Minggu, 02 Juni 2013

Menguak 1 Juni yang Keramat

Ada apa dengan tanggal 1 Juni, tanggal awal bulan saatnya gajian? Tentunya ada yang jauh lebih penting dari kepentingan individu. Seharusnya tanggal ini teramat penting sebagai manusia yang lahir dan bernapas di Indonesia. Inilah hari lahir dasar negara, pemersatu Sabang hingga Marauke, Hari Lahir Pancasila.

Memang, 1 Juni sempat jadi perdebatan karena penetapannya terjadi saat rezim Sohearto. Setelah reformasi 1998, muncul banyak gugatan tentang hari lahir Pancasila yang sebenarnya. Setidaknya ada tiga tanggal yang berkaitan dengan hari lahir Pancasila, yaitu tanggal 1 Juni 1945, tanggal 22 Juni 1945 dan tanggal 18 Agustus 1945.



Mengapa dipilih tanggal 1 Juni?  Tanggal 1 Juni 1945 adalah tanggal ketika kata "Pancasila" pertama kali diucapkan oleh Ir. Soekarno (saat itu belum diangkat menjadi Presiden RI) pada saat sidang BPUPKI (Badan Penyelidik Usaha-usaha Persiapan Kemerdekaan Indonesia).

Lalu mengapa diperdebatkan dengan tanggal 18 Agustus 1945? Rumusan yang kemudian dijumpai dalam rumusan final Pancasila yang dikenal oleh warga negara Indonesia juga muncul dalam Mukadimah atau Pembukaan UUD 1945 yang disahkan pada tanggal 18 Agustus 1945 sebagai konsititusi negara RI. Namun di dalam Mukadimah ini tidak terdapat kata "Pancasila".

Sementara Tanggal 22 Juni 1945 adalah saat Piagam Jakarta diumumkan. Kita tidak akan membahas lebih jauh tanggal 18 Agustus dan 22 Juni, namun dari paparan di atas dapat disimpulkan bahwa  kata "Pancasila" itu LAHIR pada tanggal 1 Juni 1945.

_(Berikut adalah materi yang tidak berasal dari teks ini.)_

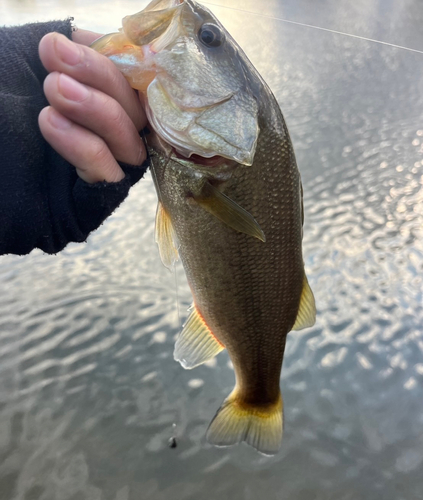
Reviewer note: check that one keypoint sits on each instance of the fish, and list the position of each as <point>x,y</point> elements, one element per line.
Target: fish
<point>230,204</point>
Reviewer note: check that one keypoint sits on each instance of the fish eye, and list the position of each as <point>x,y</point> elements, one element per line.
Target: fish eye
<point>211,35</point>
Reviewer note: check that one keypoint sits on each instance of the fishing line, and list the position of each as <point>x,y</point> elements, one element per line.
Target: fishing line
<point>319,28</point>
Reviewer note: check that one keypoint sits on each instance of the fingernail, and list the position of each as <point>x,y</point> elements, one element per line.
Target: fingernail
<point>58,121</point>
<point>71,89</point>
<point>68,51</point>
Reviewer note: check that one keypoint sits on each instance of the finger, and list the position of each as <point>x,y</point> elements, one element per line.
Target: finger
<point>80,147</point>
<point>84,37</point>
<point>87,66</point>
<point>98,113</point>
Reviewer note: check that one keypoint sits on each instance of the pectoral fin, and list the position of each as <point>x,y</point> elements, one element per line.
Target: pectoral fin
<point>196,343</point>
<point>306,315</point>
<point>229,212</point>
<point>165,237</point>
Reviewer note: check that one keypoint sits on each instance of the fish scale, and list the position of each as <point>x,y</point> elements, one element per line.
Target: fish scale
<point>235,220</point>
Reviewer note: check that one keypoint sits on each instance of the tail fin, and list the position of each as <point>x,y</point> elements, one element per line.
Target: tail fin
<point>259,426</point>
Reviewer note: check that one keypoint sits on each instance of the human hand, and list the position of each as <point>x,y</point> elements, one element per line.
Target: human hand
<point>94,116</point>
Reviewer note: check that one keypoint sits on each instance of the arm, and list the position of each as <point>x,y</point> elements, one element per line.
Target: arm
<point>45,202</point>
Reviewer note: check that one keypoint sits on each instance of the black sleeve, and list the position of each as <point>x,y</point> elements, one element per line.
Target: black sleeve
<point>43,203</point>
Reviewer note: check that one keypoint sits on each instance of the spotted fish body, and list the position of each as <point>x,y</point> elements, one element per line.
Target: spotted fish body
<point>235,222</point>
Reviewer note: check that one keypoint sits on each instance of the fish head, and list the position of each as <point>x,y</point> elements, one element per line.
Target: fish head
<point>199,93</point>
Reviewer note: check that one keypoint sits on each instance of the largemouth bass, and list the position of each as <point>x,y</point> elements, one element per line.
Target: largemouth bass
<point>230,204</point>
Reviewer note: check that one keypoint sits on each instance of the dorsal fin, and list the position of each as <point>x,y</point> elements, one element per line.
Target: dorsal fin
<point>306,315</point>
<point>165,237</point>
<point>196,344</point>
<point>229,212</point>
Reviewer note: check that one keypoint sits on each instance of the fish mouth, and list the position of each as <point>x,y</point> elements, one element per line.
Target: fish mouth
<point>211,162</point>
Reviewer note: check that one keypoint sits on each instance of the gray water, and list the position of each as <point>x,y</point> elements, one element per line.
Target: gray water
<point>89,391</point>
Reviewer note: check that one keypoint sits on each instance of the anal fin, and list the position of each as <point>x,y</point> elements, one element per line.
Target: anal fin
<point>165,237</point>
<point>196,344</point>
<point>306,315</point>
<point>229,212</point>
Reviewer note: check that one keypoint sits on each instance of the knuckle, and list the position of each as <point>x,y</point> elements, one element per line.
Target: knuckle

Apa sih yang diucapkan Bung Karno pada tanggal 1 Juni 1945? Inilah kutipan pidatonya:

"Dasar negara, yakni dasar untuk di atasnya didirikan Indonesia Merdeka, haruslah kokoh kuat sehingga tak mudah digoyahkan. Bahwa dasar negara itu hendaknya jiwa, pikiran-pikiran yang sedalam-dalamnya, hasrat yang sedalam-dalamnya untuk di atasnya didirikan gedung Indonesia Merdeka yang kekal dan abadi. Dasar negara Indonesia hendaknya mencerminkan kepribadian Indonesia dengan sifat-sifat yang mutlak keindonesiaannya dan sekalian itu dapat pula mempersatukan seluruh bangsa Indonesia yang terdiri atas berbagai suku, aliran, dan golongan penduduk. "

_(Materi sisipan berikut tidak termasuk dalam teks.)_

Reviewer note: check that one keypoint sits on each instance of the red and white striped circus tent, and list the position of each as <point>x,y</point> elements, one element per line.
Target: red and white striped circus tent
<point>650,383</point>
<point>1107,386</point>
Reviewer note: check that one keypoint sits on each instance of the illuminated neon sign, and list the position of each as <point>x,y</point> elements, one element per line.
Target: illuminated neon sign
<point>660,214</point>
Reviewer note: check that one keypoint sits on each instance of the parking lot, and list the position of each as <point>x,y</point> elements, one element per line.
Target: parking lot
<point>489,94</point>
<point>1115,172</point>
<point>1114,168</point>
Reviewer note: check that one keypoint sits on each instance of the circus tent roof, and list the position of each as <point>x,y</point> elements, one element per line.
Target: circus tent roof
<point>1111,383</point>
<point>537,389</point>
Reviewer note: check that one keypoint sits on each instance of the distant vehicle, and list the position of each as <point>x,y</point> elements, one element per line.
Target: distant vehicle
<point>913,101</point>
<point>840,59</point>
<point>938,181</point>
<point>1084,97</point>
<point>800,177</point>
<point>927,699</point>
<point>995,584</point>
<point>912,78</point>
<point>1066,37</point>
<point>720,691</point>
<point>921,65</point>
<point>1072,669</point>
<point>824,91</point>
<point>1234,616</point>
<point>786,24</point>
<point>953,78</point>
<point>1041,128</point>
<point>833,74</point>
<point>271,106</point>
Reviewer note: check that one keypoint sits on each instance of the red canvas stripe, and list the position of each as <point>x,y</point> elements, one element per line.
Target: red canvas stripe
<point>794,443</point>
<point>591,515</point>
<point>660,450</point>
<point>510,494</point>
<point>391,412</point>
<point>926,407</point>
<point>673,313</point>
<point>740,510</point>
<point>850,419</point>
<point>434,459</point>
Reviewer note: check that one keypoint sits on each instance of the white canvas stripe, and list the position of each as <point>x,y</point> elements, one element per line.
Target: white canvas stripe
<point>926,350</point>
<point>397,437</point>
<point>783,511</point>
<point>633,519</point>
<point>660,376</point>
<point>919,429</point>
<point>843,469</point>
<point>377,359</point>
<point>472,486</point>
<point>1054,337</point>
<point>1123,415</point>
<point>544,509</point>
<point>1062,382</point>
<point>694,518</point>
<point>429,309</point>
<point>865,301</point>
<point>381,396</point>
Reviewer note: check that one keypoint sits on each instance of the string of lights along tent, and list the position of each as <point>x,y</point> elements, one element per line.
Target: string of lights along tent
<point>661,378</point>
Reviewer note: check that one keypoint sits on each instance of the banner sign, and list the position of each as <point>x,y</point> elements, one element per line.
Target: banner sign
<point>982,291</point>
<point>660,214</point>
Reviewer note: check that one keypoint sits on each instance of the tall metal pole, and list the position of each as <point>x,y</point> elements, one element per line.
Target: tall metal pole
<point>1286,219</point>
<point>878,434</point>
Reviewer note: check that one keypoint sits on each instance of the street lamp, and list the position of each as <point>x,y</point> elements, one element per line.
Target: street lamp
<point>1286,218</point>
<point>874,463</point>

"Dasar negara yang saya usulkan. Lima bilangannya. Inilah Panca Dharma? Bukan! Nama Panca Dharma tidak tepat di sini. Dharma berarti kewajiban, sedang kita membicarakan dasar. Namanya bukan Panca Dharma, tetapi saya menamakan ini dengan petunjuk seorang teman kita ahli bahasa (Muhammad Yamin) namanya Pancasila. Sila artinya asas atau dasar dan di atas kelima dasar itulah kita mendirikan negara Indonesia kekal dan abadi."


Sosialisme dan Indonesia
Bila menelusuri kisah dibalik lahirnya Pancasila, bisa jadi kita akan terkejut betapa paham sosialis begitu kuat. Bagi kalangan konservatif bisa jadi akan mendebat bahwa hanya paham teokratis (pemerintahan Tuhan) paling pantas di bumi Nusantara.
 

Dalam rapat BPUPKI, Bung Karno mengakui pada saat berumur 16 tahun dan bersekolah di H.B.S. di Surabaya, ia dipengaruhi oleh seorang sosialis bernama A. Baars. Pelajaran yang ditanamkan adalah: jangan berpaham kebangsaan, tetapi berpahamlah rasa kemanusiaan seluruh dunia, jangan mempunyai rasa kebangsaan sedikitpun.

Namun, ada orang lain yang memperingatkan Bung Karno, ia adalah Dr. Sun Yat Sen ! Di dalam tulisannya “San Min Cu I” atau “The THREE people’s Principles”, ia mendapatkan pelajaran yang membongkar kosmopolitanisme yang diajarkan oleh A. Baars itu. Sjak itu tertanamlah rasa kebangsaan, oleh pengaruh“The THREE people’s Principles” itu.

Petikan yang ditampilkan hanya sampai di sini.